We’re considering using AWS Aurora Serverless PostgresSQL for our developer environment. I’ve already determined that it will meet our needs as far as Postgres compatibility, but I’m looking for help getting over the last inconvenience. Whenever the DB is idle for a certain amount of time, it spins down completely. It spins itself back up when the next connection attempt is made, but it takes ~20-30 seconds. What this means is that when I start my Elixir/Ecto/Postgrex application, I get a whole lot of DBConnection errors. I can then wait 20 seconds and restart and everything works fine.

One other thing that’s probably relevant is that the port is open and the cluster is listening even when it’s spun all the way down. That is, I can do the following:

  • See cluster capacity at 0
  • Run nc -v DB_HOST 5432 on my client, and immediately get Ncat: Connected to IP_ADDR:5432 in return
  • See cluster capacity spinning up to 2 just from that port connection

So I’m guessing that Postgrex isn’t failing to connect; it’s just failing to get a response in a timeframe that makes DBConnection happy.

I’ve set timeout, connect_timeout, and handshake_timeout to 60 seconds, but I’m still getting errors from GenServers and other processes that start up and immediately try to query the Repo, e.g.,

** (DBConnection.ConnectionError) connection not available and request was dropped from queue after 2918ms. This means requests are coming in and your connection pool cannot serve them fast enough. You can address this by:

  1. Ensuring your database is available and that you can connect to it
  2. Tracking down slow queries and making sure they are running fast enough
  3. Increasing the pool_size (although this increases resource consumption)
  4. Allowing requests to wait longer by increasing :queue_target and :queue_interval

I have no idea what appropriate queue_target and queue_interval settings would be for this particular case. I’d also love to be able to display some kind of “Waiting for database to spin up…” message.

Any thoughts on this would be greatly appreciated.

1 Like

Reading the docs, I got the idea that the queue_ options are for preventing overload, but found a interesting one: after_connect_timeout

The maximum time allowed to perform function specified by :after_connect option (default: 15_000 ).

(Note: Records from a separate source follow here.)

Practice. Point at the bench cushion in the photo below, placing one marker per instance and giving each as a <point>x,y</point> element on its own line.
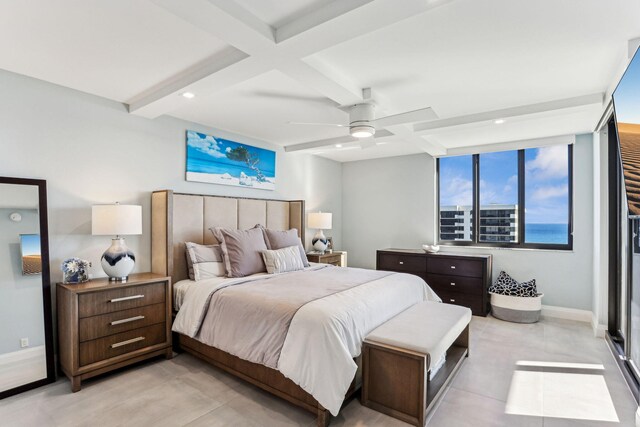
<point>427,327</point>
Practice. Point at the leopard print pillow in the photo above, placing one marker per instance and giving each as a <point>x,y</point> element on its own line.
<point>506,285</point>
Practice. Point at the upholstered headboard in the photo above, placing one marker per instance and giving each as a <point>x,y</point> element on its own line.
<point>178,218</point>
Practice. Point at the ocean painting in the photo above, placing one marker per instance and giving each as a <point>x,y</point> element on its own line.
<point>220,161</point>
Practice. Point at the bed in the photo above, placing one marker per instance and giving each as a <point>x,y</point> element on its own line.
<point>311,358</point>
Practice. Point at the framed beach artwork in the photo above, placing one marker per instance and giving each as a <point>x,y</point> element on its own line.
<point>220,161</point>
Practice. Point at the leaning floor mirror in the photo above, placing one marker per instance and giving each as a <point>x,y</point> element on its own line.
<point>26,337</point>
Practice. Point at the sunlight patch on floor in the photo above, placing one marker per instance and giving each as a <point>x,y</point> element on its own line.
<point>580,396</point>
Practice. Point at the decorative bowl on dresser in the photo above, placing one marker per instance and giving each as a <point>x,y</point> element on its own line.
<point>461,279</point>
<point>105,325</point>
<point>338,258</point>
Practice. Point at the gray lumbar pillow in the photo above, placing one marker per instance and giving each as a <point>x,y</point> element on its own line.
<point>241,250</point>
<point>282,260</point>
<point>283,239</point>
<point>204,261</point>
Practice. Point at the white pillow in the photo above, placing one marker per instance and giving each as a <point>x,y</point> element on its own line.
<point>204,261</point>
<point>283,260</point>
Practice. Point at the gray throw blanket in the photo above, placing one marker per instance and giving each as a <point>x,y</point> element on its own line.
<point>251,319</point>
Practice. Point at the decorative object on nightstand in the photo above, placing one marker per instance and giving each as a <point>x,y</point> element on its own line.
<point>320,221</point>
<point>75,270</point>
<point>109,220</point>
<point>337,258</point>
<point>104,326</point>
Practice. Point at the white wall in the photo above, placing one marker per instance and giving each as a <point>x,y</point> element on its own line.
<point>391,203</point>
<point>91,151</point>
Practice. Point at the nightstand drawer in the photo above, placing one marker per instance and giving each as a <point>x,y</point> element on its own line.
<point>471,301</point>
<point>455,267</point>
<point>120,321</point>
<point>94,303</point>
<point>404,263</point>
<point>468,285</point>
<point>125,342</point>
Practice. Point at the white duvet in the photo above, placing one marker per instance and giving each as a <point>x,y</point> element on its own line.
<point>324,335</point>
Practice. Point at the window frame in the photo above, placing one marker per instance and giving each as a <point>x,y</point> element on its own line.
<point>521,209</point>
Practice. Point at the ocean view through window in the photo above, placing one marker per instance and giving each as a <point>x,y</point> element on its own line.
<point>519,198</point>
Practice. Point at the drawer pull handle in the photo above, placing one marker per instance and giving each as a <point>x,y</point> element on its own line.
<point>130,319</point>
<point>127,298</point>
<point>127,342</point>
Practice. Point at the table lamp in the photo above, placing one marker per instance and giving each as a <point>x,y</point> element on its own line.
<point>320,221</point>
<point>117,220</point>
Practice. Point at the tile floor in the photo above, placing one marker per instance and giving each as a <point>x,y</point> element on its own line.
<point>579,385</point>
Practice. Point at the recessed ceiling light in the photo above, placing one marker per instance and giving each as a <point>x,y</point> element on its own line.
<point>362,131</point>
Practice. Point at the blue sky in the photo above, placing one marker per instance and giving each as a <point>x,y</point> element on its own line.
<point>207,148</point>
<point>546,193</point>
<point>627,94</point>
<point>30,244</point>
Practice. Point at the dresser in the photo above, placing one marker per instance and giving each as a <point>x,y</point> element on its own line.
<point>457,278</point>
<point>106,325</point>
<point>338,258</point>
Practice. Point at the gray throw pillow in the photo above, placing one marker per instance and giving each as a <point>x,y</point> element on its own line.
<point>282,260</point>
<point>283,239</point>
<point>241,250</point>
<point>204,261</point>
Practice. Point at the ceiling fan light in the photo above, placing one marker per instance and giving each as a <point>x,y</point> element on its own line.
<point>362,131</point>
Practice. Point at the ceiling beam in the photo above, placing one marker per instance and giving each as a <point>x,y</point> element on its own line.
<point>263,48</point>
<point>436,126</point>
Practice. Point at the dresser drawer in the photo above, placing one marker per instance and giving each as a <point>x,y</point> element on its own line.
<point>94,303</point>
<point>125,342</point>
<point>467,285</point>
<point>455,266</point>
<point>120,321</point>
<point>466,300</point>
<point>403,263</point>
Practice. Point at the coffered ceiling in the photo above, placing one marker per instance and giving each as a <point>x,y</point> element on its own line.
<point>545,68</point>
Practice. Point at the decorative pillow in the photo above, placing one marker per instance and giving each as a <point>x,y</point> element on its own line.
<point>241,250</point>
<point>283,239</point>
<point>204,261</point>
<point>506,285</point>
<point>282,260</point>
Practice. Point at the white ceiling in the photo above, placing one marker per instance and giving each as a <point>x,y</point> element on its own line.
<point>254,65</point>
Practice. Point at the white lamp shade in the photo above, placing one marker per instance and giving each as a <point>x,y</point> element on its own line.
<point>319,220</point>
<point>116,220</point>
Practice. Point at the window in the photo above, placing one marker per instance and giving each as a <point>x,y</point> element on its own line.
<point>499,197</point>
<point>547,195</point>
<point>456,198</point>
<point>512,198</point>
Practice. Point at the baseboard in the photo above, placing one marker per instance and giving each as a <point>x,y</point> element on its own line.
<point>567,313</point>
<point>598,329</point>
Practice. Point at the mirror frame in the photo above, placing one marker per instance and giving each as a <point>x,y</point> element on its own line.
<point>46,285</point>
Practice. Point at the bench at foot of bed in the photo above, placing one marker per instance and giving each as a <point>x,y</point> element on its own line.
<point>397,358</point>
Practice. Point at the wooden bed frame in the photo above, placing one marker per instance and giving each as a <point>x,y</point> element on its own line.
<point>177,218</point>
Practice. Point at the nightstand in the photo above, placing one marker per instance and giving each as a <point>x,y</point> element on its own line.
<point>338,258</point>
<point>105,325</point>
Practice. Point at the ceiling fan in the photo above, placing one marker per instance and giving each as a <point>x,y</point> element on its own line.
<point>363,123</point>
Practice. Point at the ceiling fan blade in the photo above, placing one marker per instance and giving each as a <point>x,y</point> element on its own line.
<point>383,133</point>
<point>421,115</point>
<point>316,124</point>
<point>293,97</point>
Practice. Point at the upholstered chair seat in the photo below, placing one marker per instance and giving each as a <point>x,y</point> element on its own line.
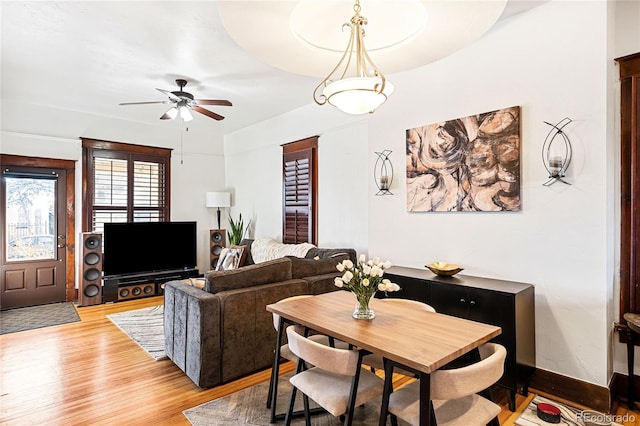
<point>336,382</point>
<point>455,392</point>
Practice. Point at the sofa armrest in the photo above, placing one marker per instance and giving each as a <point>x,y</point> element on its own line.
<point>324,253</point>
<point>192,332</point>
<point>319,284</point>
<point>247,327</point>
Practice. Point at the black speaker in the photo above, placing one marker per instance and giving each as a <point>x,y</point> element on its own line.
<point>217,241</point>
<point>90,290</point>
<point>136,291</point>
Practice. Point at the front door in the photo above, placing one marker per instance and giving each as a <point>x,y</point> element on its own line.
<point>34,236</point>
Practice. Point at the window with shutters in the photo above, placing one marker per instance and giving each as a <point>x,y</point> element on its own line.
<point>299,180</point>
<point>124,183</point>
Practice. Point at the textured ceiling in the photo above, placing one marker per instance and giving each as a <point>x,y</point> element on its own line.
<point>91,55</point>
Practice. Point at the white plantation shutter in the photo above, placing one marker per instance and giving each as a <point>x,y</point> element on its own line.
<point>299,192</point>
<point>124,183</point>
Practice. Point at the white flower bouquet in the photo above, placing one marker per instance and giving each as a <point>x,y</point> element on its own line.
<point>364,279</point>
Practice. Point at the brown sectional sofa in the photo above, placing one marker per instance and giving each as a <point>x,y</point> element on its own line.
<point>224,331</point>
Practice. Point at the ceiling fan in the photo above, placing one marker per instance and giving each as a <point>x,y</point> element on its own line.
<point>183,104</point>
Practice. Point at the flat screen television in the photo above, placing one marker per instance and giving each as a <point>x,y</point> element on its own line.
<point>144,247</point>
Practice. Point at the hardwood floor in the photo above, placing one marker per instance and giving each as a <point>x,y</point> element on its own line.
<point>91,373</point>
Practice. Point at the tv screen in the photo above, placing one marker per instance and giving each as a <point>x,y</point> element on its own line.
<point>139,247</point>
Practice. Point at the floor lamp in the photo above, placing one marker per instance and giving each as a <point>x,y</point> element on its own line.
<point>218,200</point>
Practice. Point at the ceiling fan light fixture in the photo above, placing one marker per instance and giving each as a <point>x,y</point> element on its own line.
<point>355,85</point>
<point>172,113</point>
<point>185,114</point>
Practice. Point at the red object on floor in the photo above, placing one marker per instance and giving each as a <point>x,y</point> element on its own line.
<point>548,413</point>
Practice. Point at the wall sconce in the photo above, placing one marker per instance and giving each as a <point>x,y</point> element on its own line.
<point>556,153</point>
<point>383,173</point>
<point>217,200</point>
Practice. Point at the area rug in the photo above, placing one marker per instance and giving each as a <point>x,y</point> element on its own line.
<point>21,319</point>
<point>248,407</point>
<point>570,416</point>
<point>145,327</point>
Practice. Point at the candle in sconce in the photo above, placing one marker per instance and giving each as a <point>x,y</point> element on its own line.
<point>555,165</point>
<point>384,182</point>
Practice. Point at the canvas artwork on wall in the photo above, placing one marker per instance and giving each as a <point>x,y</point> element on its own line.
<point>467,164</point>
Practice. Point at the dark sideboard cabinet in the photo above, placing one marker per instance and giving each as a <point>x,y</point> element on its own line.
<point>507,304</point>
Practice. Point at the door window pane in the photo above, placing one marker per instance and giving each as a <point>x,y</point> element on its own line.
<point>30,224</point>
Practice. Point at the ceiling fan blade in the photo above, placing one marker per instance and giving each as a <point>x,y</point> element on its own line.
<point>208,113</point>
<point>169,94</point>
<point>144,103</point>
<point>222,102</point>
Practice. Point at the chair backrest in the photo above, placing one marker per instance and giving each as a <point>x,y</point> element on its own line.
<point>470,379</point>
<point>276,317</point>
<point>338,361</point>
<point>409,302</point>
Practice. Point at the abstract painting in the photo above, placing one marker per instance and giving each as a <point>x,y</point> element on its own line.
<point>467,164</point>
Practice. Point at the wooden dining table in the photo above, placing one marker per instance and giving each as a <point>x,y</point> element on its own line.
<point>409,336</point>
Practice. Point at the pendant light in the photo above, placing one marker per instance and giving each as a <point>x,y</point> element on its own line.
<point>355,85</point>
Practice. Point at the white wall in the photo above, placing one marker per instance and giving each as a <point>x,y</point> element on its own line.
<point>625,34</point>
<point>197,164</point>
<point>551,64</point>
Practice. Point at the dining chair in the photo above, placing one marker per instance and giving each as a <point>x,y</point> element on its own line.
<point>454,393</point>
<point>336,382</point>
<point>283,351</point>
<point>375,361</point>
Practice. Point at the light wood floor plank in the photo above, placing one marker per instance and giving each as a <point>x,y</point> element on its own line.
<point>91,373</point>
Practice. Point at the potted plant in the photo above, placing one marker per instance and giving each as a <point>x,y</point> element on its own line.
<point>237,230</point>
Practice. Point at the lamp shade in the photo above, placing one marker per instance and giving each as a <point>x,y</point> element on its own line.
<point>218,199</point>
<point>357,95</point>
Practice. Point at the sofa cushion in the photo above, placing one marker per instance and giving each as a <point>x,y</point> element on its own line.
<point>301,268</point>
<point>262,273</point>
<point>263,249</point>
<point>247,243</point>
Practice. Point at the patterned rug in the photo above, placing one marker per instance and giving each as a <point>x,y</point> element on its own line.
<point>145,327</point>
<point>21,319</point>
<point>570,416</point>
<point>248,407</point>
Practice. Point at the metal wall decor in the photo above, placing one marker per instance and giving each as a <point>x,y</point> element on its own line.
<point>383,173</point>
<point>556,152</point>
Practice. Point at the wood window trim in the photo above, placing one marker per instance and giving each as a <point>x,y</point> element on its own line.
<point>111,149</point>
<point>70,167</point>
<point>304,148</point>
<point>629,67</point>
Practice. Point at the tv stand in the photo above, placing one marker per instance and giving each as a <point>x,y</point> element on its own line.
<point>125,287</point>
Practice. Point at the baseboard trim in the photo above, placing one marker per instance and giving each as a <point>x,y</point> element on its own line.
<point>620,391</point>
<point>584,393</point>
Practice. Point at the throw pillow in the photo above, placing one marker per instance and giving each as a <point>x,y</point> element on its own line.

There is also a configure option, that you can use to print messages and reconfigure before any attempt to connect:

A function to run before every connect attempt to dynamically configure the options, either a 1-arity fun, {module, function, args} with options prepended to args or nil where only returned options are passed to connect callback (default: nil )

Here is the full docs on the options for DBConnect: DBConnection — db_connection v2.4.2

3 Likes

Ah, so if after_connect blocks, I could use it to wait for the connection to actually return something, with an after_connect_timeout of 60 seconds or so. Worth a try. Thank you!

1 Like

@mbklein I’ve run into similar challenges. How did you solve this problem?